LEGGI ANCHE: Cosenza, dall’aborto alla parità salariale: focus sui diritti delle donne in un incontro con le candidate Pd

I provvedimenti a favore delle donne

Ma al di là delle dichiarazioni di principio, quali strumenti normativi ha messo in campo il Pd nel suo periodo di Governo, a favore delle donne? «Uno dei provvedimenti più importanti è senz’altro la legge n. 162 del 2021 sulla parità salariale e le pari opportunità sul luogo di lavoro, e nella legge di bilancio del 2022 è stato previsto un fondo di 52 mln per l’effettiva parità salariale - ricorda l’ex parlamentare -. Tra altre le misure importanti nel settore del lavoro, vanno poi ricordate anche la proroga di Opzione donna e l’allargamento della platea di Ape sociale. Da segnalare poi una serie di misure finalizzate a conciliare l’attività lavorativa e l’esigenza di tutelare la salute pubblica, che pur essendo a favore di entrambi i genitori finiscono per sostenere in modo deciso le donne, tradizionalmente gravato da carichi di cura e assistenza maggiori: quelle volte a favorire il ricorso al lavoro agile nelle pubbliche amministrazioni e nei settori privati, i congedi straordinari e i bonus baby-sitting, il lavoro agile per i lavoratori genitori di figli under 16 durante i periodi di didattica a distanza o per figli disabili, l’equiparazione della quarantena a malattia o ricovero ospedaliero. È stato finalmente introdotto dopo 10 anni il congedo di paternità anche per i dipendenti pubblici».

I temi dell’aborto

Resta un nodo ancora non pienamente risolto, però, quello del diritto all’aborto. «Per quel che riguarda l’attuazione della 194, purtroppo non è pienamente garantita in Calabria come in altre regioni amministrate dal centro destra e i primi segnali del governo Meloni sono piuttosto preoccupanti e fortemente limitato il diritto all’autodeterminazione della donna».

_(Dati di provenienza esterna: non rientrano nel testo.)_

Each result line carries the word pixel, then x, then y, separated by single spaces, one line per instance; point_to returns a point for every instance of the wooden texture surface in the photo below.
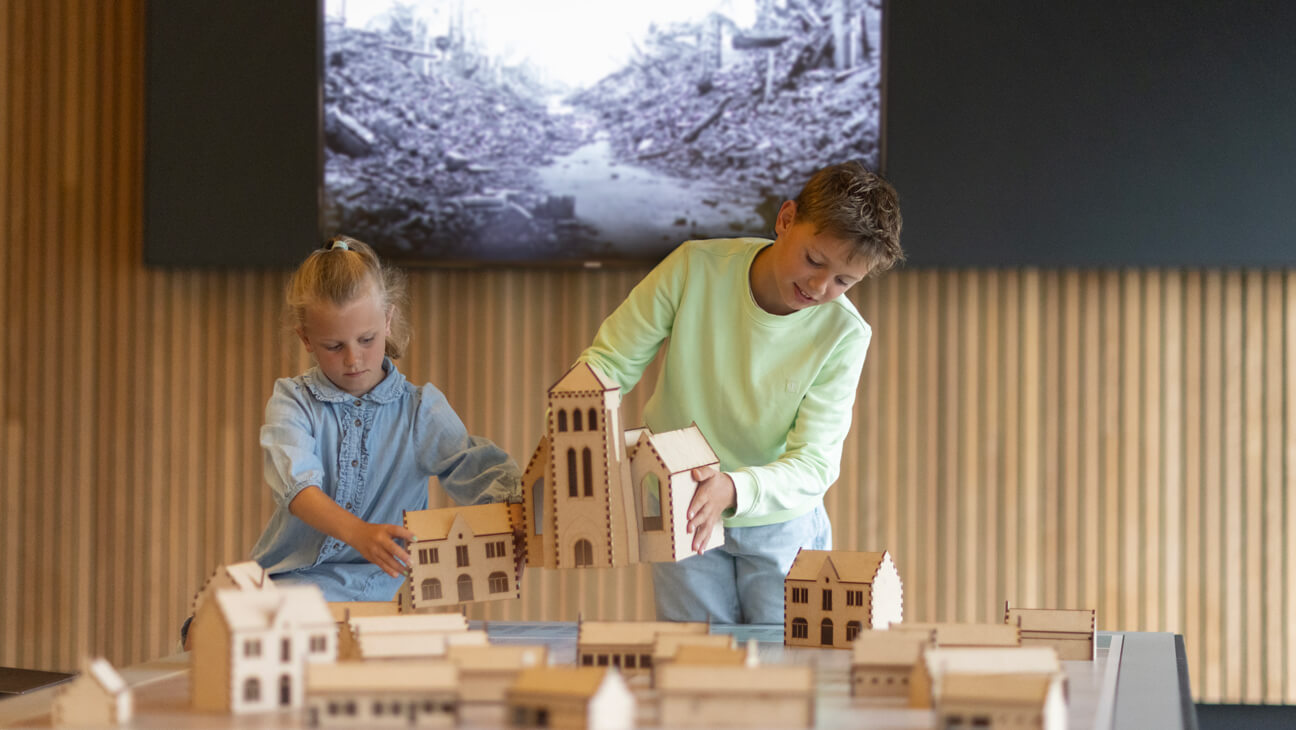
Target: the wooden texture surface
pixel 1111 440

I numeri sembrano confermare le parole della Bruno Bossio. «In Calabria e in particolare nella provincia di Cosenza - ricorda - si può abortire solo nei presidi ospedalieri di Castrovillari e Corigliano. Sono obiettori il 67,6 per cento dei ginecologi, il 75,9 per cento degli anestesisti e il 63,1 per cento del personale non medico. Ma il problema del mancato diritto all’aborto è strettamente legato alla carenza dei consultori di cui spesso sono rimasti soltanto i muri. Dopo l’approvazione della legge 194, nel 1978, ci furono assunzioni ad hoc, ma nel frattempo il personale assunto in quegli anni è andato in pensione, e a causa del blocco delle assunzioni non è mai stato sostituito».